Pay back time: OYO is making its early-stage investors rich
The general partners (GPs) at Lightspeed Venture Partners and Sequoia Capital have raked a huge payout from India's leading hotel chain OYO Hotels & Homes. They sold a part of the shares they held in the company to OYO's founder Ritesh Agarwal and made a collective profit of $400-500 million in one of the biggest cash distributions for venture capitalists in the country.
Ritesh recently tripled his ownership in OYO
Back in October, Ritesh tripled is ownership in OYO from 10% to 30% by buying shares worth $1.3 billion from Lightspeed Venture Partners and Sequoia Capital.
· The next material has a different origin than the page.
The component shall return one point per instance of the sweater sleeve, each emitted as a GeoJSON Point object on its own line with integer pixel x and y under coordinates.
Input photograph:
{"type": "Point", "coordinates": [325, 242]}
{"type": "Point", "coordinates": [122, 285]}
The 26-year-old executed the stock buyback by investing the money through his entity RA Hospitality Holdings. Around $850 million was paid to Lightspeed for a part of its 13% stake, while $450 million went to Sequoia.
From $1.3 billion, the GPs made around $400-500 million
After selling their shares for a total of $1.3 billion, the GPs at the two venture funds made a total of around $400-500 million in profit. Of this, the executives at Lightspeed are believed to have made around $250 million, while those at Sequoia Capital would have taken home around $150 million from the deal.
"One of the largest carried interests for GPs in India"
"The money hit the bank recently and is one of the largest carried interests for GPs in India. For this kind of distribution among the top team you need at least $1 billion in exit," a person aware of the development told The Economic Times.
Typically, GPs earn around 20-30% from investment funds
In an investment firm, the general partners are the top officials who manage and allocate stocks across companies and make about 20-30% once a fund exits a company. Their share of profit, called carried interest, is defined after the fund's sponsors, limited partners bag their share of gains from the money received from a deal.
Only Flipkart's backers have made more money
As per ET, the partners at Lightspeed and Sequoia now take the second spot in terms of cash distribution from a stock deal. The first on the list are the partners at Tiger Global and Accel Partners, the investment companies that backed Indian e-commerce giant Flipkart before it was acquired by Walmart in a $16 billion deal.